Ushabti
They are statues resembling mummies placed in ancient Egyptian tombs with features similar to the features of the deceased owner of the cemetery and were made of gold, stone, fiancé, wood or bronze, and sometimes of burnt clay according to the features to the richness of the deceased.
“The word ushabti is derived from the ancient Egyptian verb (washable) meaning to answer or to answer, hence the name ushabti statues meaning respondent.”
Religious texts were recorded on them at various stages in the history of ancient Egypt as a kind of symbolic service linked to the beliefs of the ancient Egyptians, starting from the Middle Kingdom. These statues were
You play the role of a farmer in the other world where there are fields
You need to plough and harvest just like the lower fields and live
in which are the righteous.”
The “respondents” began to be placed with the dead from kings, princes and great leaders, starting from the old state around 2600-2100 BC. They were in the form of life-size heads made of coloured limestone, and they were called alternative heads.
“And they kept being placed in the graves of the dead, but over time they took the shape of the whole body, but in the form of small statues. That is why these statues were sometimes depicted on their backs, wicker picks and an axe.”
Texts from the Book of the Dead that is recorded on statues also indicate this role. In the Middle Kingdom, they began to put a statue
One and then reached 366 and sometimes 400 statues during the era of the New Kingdom around 1470-1070 BC. m not only include a statue
One belongs to the cemetery owner, but statues similar to it are sufficient for the whole year. They also contain statues of scribes and presidents
and Osiris supervisors.”
In the later ages, large numbers of ushabti were found on wooden boxes, amounting to about 700 ushabtis. Fields like his flock.”

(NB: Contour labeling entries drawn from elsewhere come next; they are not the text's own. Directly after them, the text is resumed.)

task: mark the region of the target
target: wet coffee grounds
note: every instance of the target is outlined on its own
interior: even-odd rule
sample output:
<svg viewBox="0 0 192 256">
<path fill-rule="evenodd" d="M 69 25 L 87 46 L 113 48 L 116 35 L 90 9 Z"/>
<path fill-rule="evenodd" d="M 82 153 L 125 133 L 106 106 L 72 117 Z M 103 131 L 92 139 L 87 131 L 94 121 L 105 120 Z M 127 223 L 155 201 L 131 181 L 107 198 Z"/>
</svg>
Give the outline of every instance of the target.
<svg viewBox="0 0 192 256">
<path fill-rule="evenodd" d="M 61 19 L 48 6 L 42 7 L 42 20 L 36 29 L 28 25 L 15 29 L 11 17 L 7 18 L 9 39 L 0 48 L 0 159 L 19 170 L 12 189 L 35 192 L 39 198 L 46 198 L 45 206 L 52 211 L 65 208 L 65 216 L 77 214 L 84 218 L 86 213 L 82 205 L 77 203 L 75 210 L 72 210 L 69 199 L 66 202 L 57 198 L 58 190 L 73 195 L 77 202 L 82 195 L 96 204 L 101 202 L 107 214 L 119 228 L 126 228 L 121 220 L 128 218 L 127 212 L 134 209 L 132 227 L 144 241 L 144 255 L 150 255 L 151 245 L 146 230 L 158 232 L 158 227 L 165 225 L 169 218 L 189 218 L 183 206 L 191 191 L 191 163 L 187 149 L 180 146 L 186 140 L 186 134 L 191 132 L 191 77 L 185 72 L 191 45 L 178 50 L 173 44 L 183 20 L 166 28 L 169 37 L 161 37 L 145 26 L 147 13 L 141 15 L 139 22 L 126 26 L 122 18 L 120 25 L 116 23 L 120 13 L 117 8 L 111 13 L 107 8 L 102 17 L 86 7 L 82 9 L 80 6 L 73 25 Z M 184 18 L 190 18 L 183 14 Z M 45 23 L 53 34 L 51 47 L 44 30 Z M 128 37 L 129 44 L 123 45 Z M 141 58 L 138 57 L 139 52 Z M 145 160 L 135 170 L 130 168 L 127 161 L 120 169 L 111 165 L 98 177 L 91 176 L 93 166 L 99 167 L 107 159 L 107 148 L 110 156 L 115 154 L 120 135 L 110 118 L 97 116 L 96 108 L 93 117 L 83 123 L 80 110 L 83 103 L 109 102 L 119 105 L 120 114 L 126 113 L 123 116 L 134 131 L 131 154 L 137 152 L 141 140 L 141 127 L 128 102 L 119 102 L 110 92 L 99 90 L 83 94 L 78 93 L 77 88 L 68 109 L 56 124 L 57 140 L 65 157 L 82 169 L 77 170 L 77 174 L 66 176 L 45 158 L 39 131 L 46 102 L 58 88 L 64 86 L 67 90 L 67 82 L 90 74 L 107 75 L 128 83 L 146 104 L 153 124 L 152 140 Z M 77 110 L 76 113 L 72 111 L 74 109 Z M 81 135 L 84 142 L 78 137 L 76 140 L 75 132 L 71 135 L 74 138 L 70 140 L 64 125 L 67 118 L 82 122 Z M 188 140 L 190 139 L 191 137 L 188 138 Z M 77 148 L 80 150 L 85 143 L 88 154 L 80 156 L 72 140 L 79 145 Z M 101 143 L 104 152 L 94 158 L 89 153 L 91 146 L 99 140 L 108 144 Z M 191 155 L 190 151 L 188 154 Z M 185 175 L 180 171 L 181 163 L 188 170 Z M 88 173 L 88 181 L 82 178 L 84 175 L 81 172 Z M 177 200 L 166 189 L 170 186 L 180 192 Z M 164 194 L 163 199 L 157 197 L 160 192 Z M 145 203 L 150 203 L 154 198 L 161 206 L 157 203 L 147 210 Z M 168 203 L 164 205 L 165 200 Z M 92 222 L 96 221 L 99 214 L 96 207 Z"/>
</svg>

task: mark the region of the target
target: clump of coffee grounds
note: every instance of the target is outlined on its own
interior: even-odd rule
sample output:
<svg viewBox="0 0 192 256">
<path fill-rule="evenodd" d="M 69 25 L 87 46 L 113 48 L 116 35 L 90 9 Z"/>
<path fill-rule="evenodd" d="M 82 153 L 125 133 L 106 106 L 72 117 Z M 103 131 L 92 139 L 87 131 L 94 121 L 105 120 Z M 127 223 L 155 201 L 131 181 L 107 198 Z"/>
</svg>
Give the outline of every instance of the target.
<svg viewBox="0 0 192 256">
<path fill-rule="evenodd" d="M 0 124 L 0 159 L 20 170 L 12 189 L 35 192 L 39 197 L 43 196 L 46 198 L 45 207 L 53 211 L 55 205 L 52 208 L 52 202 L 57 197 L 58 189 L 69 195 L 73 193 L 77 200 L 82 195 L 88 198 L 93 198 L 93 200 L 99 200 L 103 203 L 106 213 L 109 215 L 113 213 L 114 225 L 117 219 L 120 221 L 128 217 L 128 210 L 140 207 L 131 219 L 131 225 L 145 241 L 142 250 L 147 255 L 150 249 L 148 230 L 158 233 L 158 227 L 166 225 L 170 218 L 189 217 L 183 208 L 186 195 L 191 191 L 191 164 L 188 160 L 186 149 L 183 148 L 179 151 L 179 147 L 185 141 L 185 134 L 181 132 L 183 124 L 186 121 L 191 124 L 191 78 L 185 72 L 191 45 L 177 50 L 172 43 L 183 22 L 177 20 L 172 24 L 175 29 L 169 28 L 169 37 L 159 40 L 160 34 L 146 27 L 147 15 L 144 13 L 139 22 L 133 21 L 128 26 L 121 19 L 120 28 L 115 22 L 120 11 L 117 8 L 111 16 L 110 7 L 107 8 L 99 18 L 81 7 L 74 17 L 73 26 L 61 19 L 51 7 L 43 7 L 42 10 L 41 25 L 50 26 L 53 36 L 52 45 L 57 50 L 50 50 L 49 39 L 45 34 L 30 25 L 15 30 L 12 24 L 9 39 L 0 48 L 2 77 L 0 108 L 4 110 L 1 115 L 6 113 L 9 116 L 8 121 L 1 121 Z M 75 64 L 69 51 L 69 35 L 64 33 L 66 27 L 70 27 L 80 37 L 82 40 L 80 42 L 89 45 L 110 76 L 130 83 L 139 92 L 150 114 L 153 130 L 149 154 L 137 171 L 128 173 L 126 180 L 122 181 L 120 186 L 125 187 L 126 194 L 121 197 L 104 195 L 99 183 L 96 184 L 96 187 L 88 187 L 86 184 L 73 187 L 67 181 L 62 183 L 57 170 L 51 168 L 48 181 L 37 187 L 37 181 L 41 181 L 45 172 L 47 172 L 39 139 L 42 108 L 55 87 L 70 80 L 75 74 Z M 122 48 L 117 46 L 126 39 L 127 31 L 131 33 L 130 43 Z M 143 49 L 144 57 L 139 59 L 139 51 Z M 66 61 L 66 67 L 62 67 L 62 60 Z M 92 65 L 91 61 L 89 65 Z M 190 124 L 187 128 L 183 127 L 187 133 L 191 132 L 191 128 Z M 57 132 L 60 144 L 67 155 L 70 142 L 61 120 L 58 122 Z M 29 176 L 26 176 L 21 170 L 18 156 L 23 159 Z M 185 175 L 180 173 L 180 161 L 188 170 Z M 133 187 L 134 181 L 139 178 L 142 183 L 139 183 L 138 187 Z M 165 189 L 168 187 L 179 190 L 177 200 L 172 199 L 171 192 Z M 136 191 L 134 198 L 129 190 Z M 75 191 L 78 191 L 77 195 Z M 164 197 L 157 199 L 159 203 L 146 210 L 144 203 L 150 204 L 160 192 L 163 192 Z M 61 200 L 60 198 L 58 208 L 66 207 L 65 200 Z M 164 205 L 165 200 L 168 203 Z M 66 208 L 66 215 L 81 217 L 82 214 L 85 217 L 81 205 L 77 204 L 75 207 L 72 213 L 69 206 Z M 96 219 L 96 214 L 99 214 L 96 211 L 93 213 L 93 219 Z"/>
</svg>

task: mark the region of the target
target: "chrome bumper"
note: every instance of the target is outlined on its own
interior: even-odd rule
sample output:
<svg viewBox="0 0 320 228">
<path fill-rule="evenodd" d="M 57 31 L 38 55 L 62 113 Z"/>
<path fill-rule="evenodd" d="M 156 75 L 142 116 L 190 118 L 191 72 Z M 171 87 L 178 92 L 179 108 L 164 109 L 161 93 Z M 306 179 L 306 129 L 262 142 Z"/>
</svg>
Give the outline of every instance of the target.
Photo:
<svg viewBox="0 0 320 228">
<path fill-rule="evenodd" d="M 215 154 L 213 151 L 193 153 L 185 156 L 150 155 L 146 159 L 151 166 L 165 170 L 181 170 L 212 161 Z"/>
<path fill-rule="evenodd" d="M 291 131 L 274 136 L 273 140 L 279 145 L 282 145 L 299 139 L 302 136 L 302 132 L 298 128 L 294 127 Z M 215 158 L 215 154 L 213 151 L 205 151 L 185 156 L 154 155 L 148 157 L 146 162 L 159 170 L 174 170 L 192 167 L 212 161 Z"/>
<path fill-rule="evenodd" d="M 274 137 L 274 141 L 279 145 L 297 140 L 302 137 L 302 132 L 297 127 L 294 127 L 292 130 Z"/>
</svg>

“The Ushabti were placed in boxes to preserve them, and they were placed in the tombs of kings and great leaders (Osiris) to serve you after that in the other world.”
“While the use of ushabti boxes was widespread in the tombs of Thebes (today’s Luxor), they were placed in flasks to preserve them in other cemeteries in the north or south of the country. Those flasks were coloured and written on them also, religious incantations from the Book of the Dead serve the deceased in the other world.